Regardless, I think it's okay to share that I am very anxious about tomorrow (Jason too), even though I know we won't have to make decisions on the spot, or anything. (I've dragged my feet on a few health-related doctor forms for precisely this passive-aggressive reason: I want an excuse to stall and hem and haw afterwards.) We're more or less assuming at this point that Noah will qualify for some level of help. My wager on just what level (he could attend as little as two days a week and as often as five, or get itinerant services as needed) changes by the hour.

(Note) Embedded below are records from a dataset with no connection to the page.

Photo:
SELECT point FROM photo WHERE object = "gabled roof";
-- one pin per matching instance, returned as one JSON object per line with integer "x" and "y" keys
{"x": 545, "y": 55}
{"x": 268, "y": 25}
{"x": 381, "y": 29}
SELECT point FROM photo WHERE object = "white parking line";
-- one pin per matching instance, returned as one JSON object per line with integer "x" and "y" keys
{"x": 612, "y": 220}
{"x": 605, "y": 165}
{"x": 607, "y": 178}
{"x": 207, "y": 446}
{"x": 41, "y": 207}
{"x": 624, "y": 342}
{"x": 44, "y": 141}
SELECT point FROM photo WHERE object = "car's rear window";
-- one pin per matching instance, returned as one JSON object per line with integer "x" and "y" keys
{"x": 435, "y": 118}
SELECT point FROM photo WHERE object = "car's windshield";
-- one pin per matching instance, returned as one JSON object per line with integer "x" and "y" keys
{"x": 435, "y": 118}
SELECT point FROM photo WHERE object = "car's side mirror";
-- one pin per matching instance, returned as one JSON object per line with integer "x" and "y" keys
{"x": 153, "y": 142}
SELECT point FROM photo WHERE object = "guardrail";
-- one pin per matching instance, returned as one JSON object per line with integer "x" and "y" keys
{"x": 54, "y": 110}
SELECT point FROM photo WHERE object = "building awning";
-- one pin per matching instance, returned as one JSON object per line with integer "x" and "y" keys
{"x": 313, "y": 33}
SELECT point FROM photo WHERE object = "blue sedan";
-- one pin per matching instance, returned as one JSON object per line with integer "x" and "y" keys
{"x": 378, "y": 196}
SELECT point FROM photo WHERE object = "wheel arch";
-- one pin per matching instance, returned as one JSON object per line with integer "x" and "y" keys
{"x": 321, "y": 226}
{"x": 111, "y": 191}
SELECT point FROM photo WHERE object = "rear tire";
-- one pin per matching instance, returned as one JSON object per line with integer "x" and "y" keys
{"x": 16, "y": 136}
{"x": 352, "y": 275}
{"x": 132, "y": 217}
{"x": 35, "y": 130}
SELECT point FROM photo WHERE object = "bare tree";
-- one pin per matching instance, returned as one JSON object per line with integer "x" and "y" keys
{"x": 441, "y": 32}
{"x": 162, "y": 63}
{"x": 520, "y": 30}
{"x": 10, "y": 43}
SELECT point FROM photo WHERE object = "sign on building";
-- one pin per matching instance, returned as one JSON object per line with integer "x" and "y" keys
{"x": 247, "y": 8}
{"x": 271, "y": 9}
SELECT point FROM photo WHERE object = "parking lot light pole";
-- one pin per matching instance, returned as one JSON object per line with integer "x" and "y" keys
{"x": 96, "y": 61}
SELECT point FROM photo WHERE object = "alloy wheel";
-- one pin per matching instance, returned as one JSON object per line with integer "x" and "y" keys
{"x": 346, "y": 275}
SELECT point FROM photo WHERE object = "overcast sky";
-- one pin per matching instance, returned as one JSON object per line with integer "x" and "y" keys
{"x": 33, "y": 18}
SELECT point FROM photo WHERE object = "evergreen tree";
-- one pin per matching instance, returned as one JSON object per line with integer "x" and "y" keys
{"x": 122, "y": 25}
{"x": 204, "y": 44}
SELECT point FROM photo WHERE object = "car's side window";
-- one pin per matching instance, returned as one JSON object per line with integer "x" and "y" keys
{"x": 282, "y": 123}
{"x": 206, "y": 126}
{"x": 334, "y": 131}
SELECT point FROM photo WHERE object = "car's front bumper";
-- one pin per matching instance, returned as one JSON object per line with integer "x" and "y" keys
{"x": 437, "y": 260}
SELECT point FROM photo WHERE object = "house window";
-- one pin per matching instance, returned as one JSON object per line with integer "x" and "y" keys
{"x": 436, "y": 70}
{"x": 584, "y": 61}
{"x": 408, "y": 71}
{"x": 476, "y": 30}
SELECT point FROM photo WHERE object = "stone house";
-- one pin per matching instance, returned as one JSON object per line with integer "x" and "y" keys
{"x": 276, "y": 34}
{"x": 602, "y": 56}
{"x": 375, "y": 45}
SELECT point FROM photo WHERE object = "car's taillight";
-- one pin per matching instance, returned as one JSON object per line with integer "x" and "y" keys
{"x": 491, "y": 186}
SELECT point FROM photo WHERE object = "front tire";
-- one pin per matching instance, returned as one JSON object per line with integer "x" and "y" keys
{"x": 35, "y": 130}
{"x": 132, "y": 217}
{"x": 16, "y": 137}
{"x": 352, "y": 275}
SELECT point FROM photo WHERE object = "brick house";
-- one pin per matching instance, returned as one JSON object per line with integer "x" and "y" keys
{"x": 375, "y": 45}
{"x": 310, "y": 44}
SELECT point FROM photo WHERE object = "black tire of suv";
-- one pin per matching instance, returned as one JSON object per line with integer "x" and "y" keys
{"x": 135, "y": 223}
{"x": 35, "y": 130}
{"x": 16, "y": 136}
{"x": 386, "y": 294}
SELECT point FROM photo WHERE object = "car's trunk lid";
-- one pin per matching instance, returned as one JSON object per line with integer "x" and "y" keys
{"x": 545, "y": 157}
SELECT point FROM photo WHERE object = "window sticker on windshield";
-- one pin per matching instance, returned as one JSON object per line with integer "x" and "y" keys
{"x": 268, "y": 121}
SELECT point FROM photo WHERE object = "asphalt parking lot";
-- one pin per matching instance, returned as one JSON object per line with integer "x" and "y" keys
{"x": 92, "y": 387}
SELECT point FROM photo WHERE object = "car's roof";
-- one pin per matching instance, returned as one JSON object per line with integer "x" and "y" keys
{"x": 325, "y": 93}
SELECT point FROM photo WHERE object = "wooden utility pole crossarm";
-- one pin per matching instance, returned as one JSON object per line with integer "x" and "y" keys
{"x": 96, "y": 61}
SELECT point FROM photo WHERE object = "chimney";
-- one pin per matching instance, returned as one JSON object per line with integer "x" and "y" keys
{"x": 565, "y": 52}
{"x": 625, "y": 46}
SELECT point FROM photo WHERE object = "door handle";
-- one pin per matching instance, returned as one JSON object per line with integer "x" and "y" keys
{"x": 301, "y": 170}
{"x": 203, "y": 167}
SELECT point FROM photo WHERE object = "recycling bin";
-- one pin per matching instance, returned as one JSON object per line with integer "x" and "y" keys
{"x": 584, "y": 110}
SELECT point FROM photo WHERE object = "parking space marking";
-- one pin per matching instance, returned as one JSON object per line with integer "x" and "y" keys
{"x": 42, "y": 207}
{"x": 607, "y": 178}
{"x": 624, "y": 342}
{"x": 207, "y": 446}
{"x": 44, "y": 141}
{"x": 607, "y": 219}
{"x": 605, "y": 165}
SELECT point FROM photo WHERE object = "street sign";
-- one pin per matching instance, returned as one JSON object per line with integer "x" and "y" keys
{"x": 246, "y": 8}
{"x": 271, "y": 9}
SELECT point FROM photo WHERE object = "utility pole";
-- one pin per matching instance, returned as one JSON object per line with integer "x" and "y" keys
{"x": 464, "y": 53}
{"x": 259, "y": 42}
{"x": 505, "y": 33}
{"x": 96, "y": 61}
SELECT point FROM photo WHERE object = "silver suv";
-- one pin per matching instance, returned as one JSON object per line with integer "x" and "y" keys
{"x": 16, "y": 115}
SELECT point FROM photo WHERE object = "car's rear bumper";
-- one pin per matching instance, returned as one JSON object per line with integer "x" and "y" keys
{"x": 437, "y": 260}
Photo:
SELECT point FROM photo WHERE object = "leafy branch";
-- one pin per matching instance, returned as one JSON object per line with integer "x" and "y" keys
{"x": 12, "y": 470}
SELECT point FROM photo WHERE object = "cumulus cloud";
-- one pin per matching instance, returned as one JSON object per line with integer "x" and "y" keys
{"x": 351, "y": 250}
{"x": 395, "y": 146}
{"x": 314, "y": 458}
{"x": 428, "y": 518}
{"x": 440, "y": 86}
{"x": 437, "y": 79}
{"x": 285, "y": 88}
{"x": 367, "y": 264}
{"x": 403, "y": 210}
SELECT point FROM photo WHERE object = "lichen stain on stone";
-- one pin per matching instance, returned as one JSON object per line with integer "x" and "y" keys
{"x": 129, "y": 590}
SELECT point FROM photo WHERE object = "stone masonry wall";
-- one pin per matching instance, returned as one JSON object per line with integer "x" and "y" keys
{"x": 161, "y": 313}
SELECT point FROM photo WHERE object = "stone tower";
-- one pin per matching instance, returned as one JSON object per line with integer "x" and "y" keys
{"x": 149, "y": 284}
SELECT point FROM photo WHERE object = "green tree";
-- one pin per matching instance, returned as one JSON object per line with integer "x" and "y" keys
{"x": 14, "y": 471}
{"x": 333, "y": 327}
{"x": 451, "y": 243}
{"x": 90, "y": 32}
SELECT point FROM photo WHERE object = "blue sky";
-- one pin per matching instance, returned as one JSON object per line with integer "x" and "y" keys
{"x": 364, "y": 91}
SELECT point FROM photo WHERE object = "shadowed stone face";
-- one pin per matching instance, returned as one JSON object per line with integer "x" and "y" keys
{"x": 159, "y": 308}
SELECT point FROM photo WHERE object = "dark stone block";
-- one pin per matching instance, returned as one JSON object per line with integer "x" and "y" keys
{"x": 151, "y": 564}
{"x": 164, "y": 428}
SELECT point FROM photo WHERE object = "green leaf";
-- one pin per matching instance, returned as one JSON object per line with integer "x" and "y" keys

I was getting pretty comfortable with our initial decision to keep him more or less mainstreamed and send him to Montessori, where at least THERE the teacher observed some of Noah's more -- ahem -- self-directed behavior and immediately framed it as a positive, as a good thing. We're not getting much of that from anyone else, frankly, though I know in order for Noah to qualify for the district's preschool program the evaluators HAVE to make everything sound dire and significant. I don't want to turn down free services for reasons that might have to do more with my own wounded pride than me really truly knowing the level of help my child requires. I also don't want to hand him over to a program -- because it's free, because it's the almighty school district -- that aims to squash the very things that make Noah who he is in the name of getting him to some lowest-common denominator level of "success." I don't want to lose my grip on the fact that we are talking about PRESCHOOL.
I don't want to let him down; I don't want to admit just how lost I am sometimes. I do want to take him out for lunch and then go to the playground. Yes, let's just do that instead.